La réglementation européenne et les accords bilatéraux de protection des indications géographiques sont traités par Bruno BUFFARIA, expert auprès de l’UE, tandis que son collègue Christian Teulade parlera de la stratégie de valorisation du territoire (routes des vins, développement de l’agro-tourisme) et l’organisation des producteurs locaux, vecteurs de l’innovation. Il sera suivi de Chouakin, chercheur INRAA, qui fera une présentation de l’approche algérienne en matière d’indications géographiques. Le cas concret des pruneaux d’Agen sera abordé par M. Christian AMBLARD, expert de l’UE. Malek Belguedj, spécialiste en phoeniciculture et directeur de l’ITDAS, mettra en relief le potentiel de développement de «Deglet Nour», un produit phare de l’agriculture oasienne.
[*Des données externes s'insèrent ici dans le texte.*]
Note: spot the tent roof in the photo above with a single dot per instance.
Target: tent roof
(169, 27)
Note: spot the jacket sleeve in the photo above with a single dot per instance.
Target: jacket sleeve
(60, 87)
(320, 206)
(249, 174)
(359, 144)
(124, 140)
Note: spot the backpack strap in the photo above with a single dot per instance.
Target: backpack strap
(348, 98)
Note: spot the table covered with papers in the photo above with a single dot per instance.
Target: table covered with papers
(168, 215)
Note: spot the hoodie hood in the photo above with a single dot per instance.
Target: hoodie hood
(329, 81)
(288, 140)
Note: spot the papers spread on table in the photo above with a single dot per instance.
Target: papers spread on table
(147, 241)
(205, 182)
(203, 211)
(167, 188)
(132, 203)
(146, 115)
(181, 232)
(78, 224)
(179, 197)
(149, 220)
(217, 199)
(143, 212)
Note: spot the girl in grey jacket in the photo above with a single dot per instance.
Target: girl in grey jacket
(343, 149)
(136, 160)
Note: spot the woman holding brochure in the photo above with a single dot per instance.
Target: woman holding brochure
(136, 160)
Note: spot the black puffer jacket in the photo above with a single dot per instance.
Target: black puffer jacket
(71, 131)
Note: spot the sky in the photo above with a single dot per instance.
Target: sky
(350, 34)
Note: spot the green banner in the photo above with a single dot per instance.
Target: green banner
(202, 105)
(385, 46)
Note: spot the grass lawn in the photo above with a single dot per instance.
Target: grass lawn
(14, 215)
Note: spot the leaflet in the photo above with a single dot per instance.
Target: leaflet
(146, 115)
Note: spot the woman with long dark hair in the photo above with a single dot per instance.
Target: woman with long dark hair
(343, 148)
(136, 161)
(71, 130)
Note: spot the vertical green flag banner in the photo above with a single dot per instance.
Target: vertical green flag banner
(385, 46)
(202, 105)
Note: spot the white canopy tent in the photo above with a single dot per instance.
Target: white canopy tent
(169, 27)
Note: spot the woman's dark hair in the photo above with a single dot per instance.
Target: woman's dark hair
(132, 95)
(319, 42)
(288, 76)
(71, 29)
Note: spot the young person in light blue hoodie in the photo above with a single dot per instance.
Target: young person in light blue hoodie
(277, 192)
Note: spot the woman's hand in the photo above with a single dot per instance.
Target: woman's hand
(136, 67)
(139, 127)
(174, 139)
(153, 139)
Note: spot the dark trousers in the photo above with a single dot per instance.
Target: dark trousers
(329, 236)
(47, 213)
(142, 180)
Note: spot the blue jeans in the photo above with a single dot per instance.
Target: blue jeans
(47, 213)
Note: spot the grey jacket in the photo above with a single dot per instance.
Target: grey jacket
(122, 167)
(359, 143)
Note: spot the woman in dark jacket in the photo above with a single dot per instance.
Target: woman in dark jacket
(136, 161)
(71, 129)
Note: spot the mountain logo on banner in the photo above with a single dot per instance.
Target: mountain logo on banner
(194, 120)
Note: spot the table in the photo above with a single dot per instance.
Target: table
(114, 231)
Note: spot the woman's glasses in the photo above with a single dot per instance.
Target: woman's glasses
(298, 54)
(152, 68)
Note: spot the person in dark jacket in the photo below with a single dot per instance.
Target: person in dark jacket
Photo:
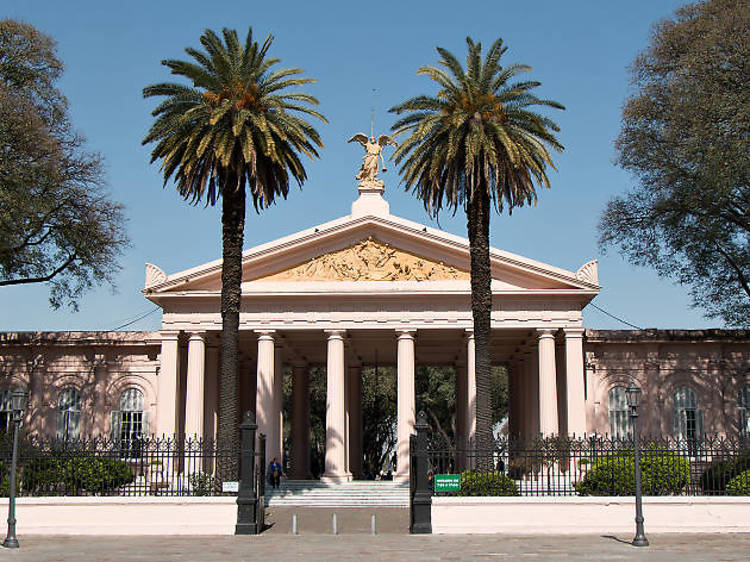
(274, 472)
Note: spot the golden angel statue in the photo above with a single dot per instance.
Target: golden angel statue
(373, 150)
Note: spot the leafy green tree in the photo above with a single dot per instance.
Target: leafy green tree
(57, 223)
(237, 129)
(685, 140)
(378, 418)
(476, 144)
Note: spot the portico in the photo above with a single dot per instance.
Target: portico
(370, 287)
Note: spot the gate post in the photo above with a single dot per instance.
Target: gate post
(421, 495)
(247, 523)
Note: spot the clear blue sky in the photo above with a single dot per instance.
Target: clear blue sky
(579, 50)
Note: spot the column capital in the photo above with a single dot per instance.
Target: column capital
(406, 333)
(169, 335)
(265, 335)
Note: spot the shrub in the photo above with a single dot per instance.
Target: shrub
(715, 478)
(474, 483)
(96, 474)
(42, 475)
(739, 485)
(85, 472)
(663, 472)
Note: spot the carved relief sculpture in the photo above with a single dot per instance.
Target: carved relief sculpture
(369, 260)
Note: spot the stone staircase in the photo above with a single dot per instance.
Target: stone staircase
(359, 493)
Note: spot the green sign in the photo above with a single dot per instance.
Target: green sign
(447, 482)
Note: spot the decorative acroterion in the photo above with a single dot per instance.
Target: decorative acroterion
(369, 260)
(368, 172)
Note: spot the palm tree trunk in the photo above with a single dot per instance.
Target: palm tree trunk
(478, 226)
(233, 226)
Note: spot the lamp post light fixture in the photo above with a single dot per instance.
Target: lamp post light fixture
(634, 398)
(19, 397)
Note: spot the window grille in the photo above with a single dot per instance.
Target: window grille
(621, 426)
(69, 414)
(744, 408)
(688, 418)
(130, 423)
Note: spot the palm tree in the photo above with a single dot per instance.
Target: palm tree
(476, 144)
(236, 128)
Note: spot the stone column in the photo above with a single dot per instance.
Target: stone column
(211, 393)
(547, 384)
(576, 405)
(513, 409)
(278, 402)
(406, 401)
(335, 462)
(471, 388)
(347, 408)
(267, 424)
(194, 392)
(461, 414)
(355, 421)
(169, 368)
(301, 423)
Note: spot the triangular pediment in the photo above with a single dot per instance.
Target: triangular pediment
(368, 249)
(369, 259)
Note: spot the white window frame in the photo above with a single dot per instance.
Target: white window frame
(620, 422)
(130, 424)
(69, 409)
(688, 418)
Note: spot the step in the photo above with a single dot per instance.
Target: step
(313, 493)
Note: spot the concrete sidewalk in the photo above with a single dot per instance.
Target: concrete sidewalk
(681, 547)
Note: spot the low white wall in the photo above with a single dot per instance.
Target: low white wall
(124, 516)
(578, 515)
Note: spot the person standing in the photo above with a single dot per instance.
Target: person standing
(274, 472)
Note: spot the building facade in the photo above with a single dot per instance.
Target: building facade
(373, 287)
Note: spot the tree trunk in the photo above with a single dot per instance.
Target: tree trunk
(233, 225)
(478, 225)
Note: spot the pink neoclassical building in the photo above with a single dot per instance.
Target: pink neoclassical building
(374, 287)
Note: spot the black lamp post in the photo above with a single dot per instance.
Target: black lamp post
(19, 397)
(634, 397)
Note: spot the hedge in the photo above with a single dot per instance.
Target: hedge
(50, 474)
(663, 472)
(716, 477)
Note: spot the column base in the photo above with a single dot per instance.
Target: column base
(401, 477)
(336, 478)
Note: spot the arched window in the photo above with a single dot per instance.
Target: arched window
(69, 414)
(688, 418)
(130, 422)
(620, 424)
(6, 410)
(744, 407)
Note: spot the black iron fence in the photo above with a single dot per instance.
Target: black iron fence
(595, 465)
(106, 467)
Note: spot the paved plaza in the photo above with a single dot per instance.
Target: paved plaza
(680, 547)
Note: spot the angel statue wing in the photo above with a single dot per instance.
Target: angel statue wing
(385, 140)
(361, 138)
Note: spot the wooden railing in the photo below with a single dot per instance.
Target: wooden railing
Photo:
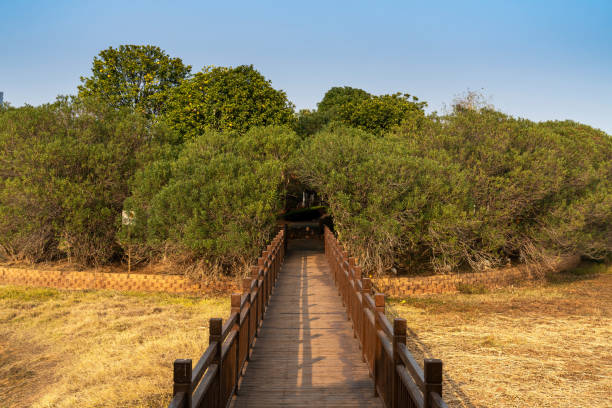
(398, 378)
(214, 379)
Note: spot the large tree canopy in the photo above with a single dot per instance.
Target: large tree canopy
(222, 98)
(133, 76)
(357, 108)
D’autres intervenants parleront de l’agriculture biologique. Il s’agit de Serge Massart et de Abdellaoui Hadjira qui traiteront, pour le premier, de la réglementation européenne, de la certification et des accords bilatéraux, et pour la seconde, de l’approche algérienne en matière d’agriculture biologique. François Thierry, président de l’Agence BIO PARIS et Philippe Loeck, responsable des programmes régionaux de coopération, interviendront, respectivement, sur l’impact économique de l’agriculture biologique et d’un cas concret d’une ferme combinant la polyculture avec l’élevage.Toutes les interventions ont été suivies d’un débat.

Toutefois, en marge du séminaire, des producteurs locaux d’huile d’olive, de dattes et de figues sèches ont présenté des échantillons de leurs produits. Par contre ni l’ONCV ni les vinificateurs privés, qui produisent tous les ans pas moins de 300 000 hectolitres de vins – dont certains crus de Mascara ou du Dahra sont parmi les plus réputés du monde – n’ont pas été conviés à présenter leurs millésimes.
Une méprise qui n’a pas échappé à la perspicacité de nombreux participants nationaux et étrangers qui n’ont pas compris que des crus dont la réputation n’est plus à faire soient absents d’une manifestation consacrée à la valorisation des produits du terroir.